Taste

 

Halter Ranch Vineyard

 

One of the most common questions we get when pouring for patrons in the tasting room is:  “So which one is your favorite?” or “What would be your pick from this list?” or any number of variations on the core theme: “What is your personal preference among these wines?” 

While we have addressed this question from a different angle on the blog before, I keep arriving back at it because I have conflicted feelings about how best to answer it.  I spend in the vicinity of 250 days a year, between 8 and 12 hours a day tasting, pouring, discussing, moving, and otherwise thinking about wine.  The more time and thought I accumulate, the more aware I become of the little details that sway me toward enjoying a wine more or less.  I also draw closer to the conclusion that infinite variation is part of what makes wine fascinating and what sets it apart from other fermented or alcoholic beverages.  By infinite variation, I mean that within any category, be it grape variety, or red wine, or white wine, or pink, or bubbly, there are innumerable options.  Further, that even between bottles of the same wine there is variation simply as the result of particular conditions in its creation and how it is stored.  Variation in cork density can cause bottles of the same wine to breathe at different rates.  Even wines under screw caps, which are much more consistent in terms of controlling oxidation, can vary due to being stored in slightly different temperatures, or near vibration, or by catching a hint of sun.  All of these details lead me to want to say two things.  First, variation, uniqueness, and specificity of experience are beautiful aspects of wine.  Second, a degree of joy may be derived from the first statement in that it gives everyone a valid, blanket reason to embrace their individual experience and have their own opinion about what they like and dislike.
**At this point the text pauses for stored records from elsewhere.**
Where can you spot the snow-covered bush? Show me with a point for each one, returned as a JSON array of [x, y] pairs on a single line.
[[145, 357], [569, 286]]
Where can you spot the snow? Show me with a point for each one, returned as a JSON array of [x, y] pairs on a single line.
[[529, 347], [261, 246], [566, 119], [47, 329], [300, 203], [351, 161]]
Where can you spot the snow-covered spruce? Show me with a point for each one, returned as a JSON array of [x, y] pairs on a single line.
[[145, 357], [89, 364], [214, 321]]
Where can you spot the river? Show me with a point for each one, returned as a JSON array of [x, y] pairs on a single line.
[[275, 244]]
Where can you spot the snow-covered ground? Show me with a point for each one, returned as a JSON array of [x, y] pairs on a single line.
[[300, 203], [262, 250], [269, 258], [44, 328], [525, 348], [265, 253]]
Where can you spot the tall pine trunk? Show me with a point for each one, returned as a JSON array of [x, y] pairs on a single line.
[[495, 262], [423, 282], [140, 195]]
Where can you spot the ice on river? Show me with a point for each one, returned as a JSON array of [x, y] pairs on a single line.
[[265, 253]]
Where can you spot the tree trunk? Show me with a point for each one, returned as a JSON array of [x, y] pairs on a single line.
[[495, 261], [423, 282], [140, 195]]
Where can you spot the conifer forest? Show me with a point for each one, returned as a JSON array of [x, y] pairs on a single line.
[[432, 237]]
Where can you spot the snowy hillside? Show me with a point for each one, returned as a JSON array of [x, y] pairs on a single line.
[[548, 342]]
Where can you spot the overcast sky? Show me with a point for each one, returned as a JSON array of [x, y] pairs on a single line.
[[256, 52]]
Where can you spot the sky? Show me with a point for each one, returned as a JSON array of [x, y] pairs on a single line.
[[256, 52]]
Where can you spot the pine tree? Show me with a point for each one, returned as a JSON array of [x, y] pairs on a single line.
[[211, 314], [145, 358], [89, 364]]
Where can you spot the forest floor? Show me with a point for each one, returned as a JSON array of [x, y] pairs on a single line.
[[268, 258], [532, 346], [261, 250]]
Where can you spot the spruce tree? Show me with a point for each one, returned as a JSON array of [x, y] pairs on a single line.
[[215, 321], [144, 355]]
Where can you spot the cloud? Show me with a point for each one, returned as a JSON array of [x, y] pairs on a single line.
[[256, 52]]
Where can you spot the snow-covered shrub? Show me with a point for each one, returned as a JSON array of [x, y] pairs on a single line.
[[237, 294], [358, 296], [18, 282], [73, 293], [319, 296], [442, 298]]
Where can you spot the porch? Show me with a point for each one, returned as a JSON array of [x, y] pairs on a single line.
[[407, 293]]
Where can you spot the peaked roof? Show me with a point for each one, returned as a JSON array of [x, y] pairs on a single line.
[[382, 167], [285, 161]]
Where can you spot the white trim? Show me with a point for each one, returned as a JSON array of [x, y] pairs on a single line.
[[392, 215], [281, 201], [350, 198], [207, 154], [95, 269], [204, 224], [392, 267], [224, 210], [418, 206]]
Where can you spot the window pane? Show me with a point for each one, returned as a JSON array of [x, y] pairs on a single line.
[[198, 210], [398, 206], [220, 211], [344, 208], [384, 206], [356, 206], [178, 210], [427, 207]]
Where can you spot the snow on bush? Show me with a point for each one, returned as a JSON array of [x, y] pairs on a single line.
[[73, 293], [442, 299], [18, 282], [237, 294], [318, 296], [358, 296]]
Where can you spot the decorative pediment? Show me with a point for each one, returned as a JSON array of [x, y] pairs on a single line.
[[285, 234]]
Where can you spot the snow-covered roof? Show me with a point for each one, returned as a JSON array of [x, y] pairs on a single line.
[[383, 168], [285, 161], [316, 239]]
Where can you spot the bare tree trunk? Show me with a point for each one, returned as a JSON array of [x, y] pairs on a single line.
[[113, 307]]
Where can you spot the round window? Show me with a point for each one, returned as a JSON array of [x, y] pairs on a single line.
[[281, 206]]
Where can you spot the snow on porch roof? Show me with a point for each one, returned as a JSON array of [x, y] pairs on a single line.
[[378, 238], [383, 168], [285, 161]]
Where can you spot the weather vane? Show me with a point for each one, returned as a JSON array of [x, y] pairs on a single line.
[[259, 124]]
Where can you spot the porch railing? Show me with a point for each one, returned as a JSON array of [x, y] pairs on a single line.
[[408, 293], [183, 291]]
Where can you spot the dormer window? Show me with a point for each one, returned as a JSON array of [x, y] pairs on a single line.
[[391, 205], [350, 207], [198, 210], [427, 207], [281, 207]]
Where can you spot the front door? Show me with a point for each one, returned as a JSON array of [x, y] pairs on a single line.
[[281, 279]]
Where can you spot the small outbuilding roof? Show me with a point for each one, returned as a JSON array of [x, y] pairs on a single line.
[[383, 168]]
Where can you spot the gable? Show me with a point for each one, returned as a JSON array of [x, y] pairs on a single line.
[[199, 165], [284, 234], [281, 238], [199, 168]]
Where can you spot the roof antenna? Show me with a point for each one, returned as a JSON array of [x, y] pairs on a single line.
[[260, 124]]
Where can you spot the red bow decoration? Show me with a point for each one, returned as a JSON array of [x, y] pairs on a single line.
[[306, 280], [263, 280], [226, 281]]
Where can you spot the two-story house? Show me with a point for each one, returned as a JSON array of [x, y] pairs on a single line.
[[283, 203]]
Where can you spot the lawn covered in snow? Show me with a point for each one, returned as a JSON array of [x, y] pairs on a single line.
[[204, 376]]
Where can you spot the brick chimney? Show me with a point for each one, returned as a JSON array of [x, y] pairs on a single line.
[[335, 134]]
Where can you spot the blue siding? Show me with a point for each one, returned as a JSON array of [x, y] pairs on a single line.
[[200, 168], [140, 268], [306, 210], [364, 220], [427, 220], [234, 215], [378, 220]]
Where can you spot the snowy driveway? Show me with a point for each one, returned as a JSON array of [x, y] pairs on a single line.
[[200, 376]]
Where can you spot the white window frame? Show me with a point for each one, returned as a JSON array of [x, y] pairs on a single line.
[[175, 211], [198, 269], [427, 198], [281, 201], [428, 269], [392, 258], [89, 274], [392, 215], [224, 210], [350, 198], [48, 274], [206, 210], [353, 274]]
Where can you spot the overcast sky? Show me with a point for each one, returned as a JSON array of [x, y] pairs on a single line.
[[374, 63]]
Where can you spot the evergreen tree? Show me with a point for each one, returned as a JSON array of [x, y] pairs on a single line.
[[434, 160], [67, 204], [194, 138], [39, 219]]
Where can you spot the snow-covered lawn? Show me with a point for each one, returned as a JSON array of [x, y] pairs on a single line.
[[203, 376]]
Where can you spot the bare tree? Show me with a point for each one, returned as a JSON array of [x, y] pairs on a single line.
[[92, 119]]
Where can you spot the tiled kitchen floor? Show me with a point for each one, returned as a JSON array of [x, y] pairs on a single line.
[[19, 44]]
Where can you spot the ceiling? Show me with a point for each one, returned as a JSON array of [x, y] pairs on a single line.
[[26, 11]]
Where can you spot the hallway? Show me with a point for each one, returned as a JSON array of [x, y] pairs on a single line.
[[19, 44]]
With all that said, and again as the result of experience, I have begun to believe that being reluctant to share the particularities of one’s taste in regard to wine, even when that reluctance derives from a desire to allow space for someone to choose for themselves, ultimately contributes to the aloof or snobbish perception of the industry.  From the perspective of a patron who does not spend up to 3000 hours on a yearly basis obsessing over fermented grape juice it must seem as if I am being judgmental or hiding deep dark secrets of the trade when I am reluctant to tell them which wine from a list of ten appeals to my personal taste.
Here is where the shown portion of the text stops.